1992’de kendi gibi yedi arkadaşıyla Sydney Yahudi Müzesini kurdu. Yükselen antisemitizm onu ürkütüyordu. Müze, insanları bilinçlendirmek, eğitmek için bir araçtı. Zaten yıllardır okullara gidip Holokost’u unutmamak/unutturmamak için sürekli konuşmalar yapıyordu.

Eddie Jaku, bugün 99 yaşında. Yüzünden gülümsemesi hiç eksik olmuyor. Hâlâ sosyal yaşamın içinde, hâlâ 73 yıllık eşi Flore’a takılıyor. “Evlilik bir dengedir. Her şey düz çizgide gitmez. İnişler ve çıkışlar olur.
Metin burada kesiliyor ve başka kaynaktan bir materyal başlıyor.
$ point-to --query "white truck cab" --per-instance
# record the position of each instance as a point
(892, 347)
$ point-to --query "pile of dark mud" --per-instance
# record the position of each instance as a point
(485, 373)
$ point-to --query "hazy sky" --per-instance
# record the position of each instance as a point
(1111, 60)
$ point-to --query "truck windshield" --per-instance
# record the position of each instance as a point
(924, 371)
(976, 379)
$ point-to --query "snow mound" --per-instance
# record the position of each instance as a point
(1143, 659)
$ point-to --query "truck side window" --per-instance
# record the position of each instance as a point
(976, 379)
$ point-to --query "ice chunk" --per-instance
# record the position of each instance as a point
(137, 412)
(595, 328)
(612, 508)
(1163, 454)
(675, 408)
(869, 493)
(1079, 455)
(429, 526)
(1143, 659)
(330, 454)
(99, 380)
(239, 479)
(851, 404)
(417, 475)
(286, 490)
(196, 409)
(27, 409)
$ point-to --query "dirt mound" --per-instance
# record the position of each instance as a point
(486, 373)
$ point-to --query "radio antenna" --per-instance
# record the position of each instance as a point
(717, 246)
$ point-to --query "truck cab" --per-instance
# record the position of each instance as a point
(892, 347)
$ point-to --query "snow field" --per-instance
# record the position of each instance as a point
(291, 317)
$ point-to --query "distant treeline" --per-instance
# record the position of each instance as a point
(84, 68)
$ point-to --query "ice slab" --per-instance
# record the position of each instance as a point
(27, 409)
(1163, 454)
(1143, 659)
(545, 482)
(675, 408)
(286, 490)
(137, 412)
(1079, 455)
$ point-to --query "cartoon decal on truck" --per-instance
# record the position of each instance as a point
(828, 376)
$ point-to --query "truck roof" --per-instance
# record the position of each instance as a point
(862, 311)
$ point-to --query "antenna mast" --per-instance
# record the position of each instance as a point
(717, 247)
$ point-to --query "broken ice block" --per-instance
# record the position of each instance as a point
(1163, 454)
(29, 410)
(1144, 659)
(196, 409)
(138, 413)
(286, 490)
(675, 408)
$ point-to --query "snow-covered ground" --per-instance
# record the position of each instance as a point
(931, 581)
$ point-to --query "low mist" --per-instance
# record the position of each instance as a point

Önemli olan biri bağırdığında, diğeri susmasını bilmeli. Gençler şimdi çok sabırsız. Hep bir yerlere koşuyorlar,” derken gülmeyi de ihmal etmiyordu.

↔↔↔ 

Asıl adı Abraham Jakubowicz olan Eddie Jaku’nun Sydney’deki oditoryumda yaptığı konuşma belki hepimize bir hatırlatma niteliğinde.

“Asla unutamam, asla affedemem. Ama nefret etmiyorum. Nefret öyle bulaşıcı bir hastalık ki önce düşmanını yok eder, ve bu süreçte sen için için yok olursun.”

Sonra da elinde mikrofon, dinleyicilere doğru ilerleyerek, “Yarının ne getireceğini bilmiyoruz. Onun için bugünün her anını doya doya yaşayın” sözlerini salondaki herkes ayakta alkışlıyordu.